Louez le Seigneur…expression que nous disons régulièrement dans nos liturgies, lorsque nous proclamons « alleluia » (Littéralement « louez Yahvé » en hébreu).

« Tous les peuples / tous les pays ». Le psalmiste est un juif, mais a conscience que le Dieu unique est le Dieu de tous les peuples.

« Son amour envers nous s’est montré le plus fort ». Au cœur de l’Histoire Sainte, le psalmiste relit son histoire et celle de son peuple, pour repérer, dans sa propre expérience, l’amour du Seigneur, en dépit des épreuves traversées, des infidélités vécues.

« Éternelle est la fidélité du Seigneur ». C’est cette expérience qui permet au psalmiste de croire à la fidélité du Seigneur.

Je relis le psaume, en laissant retentir en moi, les mots qui entrainent ma louange : amour, fort, éternelle, fidélité…

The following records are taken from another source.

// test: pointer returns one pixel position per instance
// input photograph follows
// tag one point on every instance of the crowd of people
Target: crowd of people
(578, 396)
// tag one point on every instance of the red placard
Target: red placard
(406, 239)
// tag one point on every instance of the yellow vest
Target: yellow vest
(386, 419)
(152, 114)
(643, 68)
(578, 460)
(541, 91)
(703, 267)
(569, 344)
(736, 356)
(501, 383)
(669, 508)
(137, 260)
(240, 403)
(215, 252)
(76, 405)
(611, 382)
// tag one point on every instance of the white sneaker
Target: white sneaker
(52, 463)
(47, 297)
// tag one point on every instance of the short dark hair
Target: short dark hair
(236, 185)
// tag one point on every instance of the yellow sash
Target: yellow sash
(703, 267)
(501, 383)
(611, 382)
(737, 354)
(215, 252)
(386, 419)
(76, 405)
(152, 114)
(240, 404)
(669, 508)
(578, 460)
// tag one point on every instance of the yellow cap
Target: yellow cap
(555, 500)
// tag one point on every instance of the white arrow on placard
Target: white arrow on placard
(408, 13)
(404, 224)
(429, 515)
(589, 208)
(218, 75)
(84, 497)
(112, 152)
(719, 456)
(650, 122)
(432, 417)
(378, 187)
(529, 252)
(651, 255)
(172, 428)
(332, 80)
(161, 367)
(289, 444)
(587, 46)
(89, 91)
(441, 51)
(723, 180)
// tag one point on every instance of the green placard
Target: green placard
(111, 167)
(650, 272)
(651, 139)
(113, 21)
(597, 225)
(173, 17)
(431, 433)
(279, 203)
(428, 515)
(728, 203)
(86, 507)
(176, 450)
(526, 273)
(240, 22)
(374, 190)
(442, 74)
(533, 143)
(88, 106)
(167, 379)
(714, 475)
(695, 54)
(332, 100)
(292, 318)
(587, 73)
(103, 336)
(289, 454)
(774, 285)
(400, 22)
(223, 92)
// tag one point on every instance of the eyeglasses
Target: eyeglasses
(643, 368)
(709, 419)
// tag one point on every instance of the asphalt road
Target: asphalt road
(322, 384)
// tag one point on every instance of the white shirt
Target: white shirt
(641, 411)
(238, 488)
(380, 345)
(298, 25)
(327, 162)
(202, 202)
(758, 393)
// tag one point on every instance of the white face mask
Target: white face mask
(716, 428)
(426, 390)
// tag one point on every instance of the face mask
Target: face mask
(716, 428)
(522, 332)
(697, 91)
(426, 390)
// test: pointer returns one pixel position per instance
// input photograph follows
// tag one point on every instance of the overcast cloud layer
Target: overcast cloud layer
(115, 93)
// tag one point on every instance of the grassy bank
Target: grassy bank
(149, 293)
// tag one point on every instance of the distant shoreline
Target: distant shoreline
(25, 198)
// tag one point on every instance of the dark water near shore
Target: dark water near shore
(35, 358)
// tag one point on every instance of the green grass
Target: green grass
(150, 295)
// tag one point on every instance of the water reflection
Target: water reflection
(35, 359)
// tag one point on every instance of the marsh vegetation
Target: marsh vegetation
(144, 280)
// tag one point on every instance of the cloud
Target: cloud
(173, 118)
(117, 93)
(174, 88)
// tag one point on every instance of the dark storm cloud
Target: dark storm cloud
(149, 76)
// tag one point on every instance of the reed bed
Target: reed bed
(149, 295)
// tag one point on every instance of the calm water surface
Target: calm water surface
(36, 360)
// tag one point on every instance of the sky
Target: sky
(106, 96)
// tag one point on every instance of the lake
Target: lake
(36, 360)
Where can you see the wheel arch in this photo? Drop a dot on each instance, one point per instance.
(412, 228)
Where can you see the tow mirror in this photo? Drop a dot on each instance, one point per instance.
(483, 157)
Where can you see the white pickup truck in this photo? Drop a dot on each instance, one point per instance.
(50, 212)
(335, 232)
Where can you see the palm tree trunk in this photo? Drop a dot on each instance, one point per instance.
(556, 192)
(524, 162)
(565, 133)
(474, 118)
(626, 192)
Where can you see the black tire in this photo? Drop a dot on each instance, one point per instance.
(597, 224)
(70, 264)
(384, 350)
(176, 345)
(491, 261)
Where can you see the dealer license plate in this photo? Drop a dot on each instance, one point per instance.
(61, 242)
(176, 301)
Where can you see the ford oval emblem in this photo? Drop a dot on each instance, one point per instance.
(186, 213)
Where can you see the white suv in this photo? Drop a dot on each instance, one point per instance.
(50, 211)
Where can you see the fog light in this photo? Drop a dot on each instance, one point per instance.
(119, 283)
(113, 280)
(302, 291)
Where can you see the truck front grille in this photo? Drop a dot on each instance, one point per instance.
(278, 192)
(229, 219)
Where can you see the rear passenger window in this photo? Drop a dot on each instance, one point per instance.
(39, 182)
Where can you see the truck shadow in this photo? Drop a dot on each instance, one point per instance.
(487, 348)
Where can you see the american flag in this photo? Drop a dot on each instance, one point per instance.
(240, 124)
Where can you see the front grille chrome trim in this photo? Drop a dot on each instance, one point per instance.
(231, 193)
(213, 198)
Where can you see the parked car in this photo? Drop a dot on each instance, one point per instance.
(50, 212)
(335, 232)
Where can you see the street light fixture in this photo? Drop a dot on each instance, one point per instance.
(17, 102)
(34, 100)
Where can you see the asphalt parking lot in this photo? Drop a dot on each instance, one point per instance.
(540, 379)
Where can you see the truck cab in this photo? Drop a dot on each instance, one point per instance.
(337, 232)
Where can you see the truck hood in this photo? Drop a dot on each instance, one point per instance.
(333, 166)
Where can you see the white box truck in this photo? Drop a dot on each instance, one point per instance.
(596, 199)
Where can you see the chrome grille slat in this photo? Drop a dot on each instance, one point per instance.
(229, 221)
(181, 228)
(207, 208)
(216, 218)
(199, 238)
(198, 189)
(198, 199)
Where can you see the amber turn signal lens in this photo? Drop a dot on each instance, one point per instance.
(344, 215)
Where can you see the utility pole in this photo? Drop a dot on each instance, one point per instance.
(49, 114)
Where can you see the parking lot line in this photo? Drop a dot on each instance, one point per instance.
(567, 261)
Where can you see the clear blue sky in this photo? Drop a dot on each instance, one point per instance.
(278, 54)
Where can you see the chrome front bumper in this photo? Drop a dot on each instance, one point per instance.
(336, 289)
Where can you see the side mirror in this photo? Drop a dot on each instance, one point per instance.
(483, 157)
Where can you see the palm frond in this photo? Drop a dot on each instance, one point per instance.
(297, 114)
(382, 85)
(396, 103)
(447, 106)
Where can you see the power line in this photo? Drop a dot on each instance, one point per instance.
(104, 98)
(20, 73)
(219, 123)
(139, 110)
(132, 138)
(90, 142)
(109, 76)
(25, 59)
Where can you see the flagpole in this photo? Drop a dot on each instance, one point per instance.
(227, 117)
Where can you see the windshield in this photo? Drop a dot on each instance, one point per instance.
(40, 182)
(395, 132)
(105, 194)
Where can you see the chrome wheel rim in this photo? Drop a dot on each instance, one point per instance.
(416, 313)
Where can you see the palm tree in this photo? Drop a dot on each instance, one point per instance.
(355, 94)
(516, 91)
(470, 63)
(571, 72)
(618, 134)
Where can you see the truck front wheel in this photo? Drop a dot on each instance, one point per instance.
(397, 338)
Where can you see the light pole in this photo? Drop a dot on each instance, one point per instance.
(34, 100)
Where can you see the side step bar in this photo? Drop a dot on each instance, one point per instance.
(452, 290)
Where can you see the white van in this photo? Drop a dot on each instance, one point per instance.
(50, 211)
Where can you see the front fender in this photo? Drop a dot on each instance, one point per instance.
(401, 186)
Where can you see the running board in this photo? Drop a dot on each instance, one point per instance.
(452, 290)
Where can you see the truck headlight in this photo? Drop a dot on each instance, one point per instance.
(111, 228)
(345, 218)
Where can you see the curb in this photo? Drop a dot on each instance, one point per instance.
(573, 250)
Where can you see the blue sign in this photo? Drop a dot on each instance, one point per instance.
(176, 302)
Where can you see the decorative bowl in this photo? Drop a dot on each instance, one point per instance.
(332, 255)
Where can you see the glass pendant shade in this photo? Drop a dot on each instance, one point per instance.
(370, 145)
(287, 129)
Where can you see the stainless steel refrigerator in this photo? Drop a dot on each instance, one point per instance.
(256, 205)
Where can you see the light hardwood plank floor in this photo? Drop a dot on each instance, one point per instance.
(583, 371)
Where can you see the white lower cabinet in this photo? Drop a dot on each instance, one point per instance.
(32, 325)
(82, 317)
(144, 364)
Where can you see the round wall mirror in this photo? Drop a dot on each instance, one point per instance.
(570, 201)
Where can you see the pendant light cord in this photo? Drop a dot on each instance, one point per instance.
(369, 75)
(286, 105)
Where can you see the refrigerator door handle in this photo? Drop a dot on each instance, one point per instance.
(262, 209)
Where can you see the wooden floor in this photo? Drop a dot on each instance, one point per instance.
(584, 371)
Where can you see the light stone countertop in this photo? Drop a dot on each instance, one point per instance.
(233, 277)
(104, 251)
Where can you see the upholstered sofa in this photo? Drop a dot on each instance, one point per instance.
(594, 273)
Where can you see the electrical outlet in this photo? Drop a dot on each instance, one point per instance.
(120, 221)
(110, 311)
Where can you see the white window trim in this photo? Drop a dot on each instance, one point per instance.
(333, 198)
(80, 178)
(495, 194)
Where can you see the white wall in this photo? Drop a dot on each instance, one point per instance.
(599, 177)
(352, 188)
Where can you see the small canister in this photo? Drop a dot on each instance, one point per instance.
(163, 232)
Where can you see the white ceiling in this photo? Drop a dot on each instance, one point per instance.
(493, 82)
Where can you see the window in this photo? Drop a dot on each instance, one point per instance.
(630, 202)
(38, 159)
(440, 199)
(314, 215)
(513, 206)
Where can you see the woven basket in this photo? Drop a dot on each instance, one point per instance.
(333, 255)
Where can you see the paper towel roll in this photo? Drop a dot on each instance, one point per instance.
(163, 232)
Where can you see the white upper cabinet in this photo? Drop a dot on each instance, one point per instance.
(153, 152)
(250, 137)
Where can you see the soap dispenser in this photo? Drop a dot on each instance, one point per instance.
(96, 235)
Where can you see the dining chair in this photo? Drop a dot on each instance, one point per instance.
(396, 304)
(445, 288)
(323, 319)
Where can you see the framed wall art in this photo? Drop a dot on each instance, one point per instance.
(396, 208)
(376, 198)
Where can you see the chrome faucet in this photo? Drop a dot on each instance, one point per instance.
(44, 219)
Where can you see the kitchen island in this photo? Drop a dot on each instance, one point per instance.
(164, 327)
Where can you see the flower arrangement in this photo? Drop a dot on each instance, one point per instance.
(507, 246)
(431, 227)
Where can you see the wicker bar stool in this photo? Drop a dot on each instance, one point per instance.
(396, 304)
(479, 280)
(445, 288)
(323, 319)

Je me tourne maintenant vers le Seigneur. Parlant sans cesse à son peuple, il s’adresse à moi personnellement et m’invite à lui parler comme un ami parle à un ami.

Je donne place, dans ma prière, à la louange, et confie au Seigneur ceux, qui, aujourd’hui, ont besoin de ressentir que son amour se montre le plus fort.

Je termine ma prière en disant « Notre Père… », qui commence par un appel à la louange : « que ton nom soit sanctifié. ». Avant de retourner à mon quotidien, je trace sur moi le signe de croix.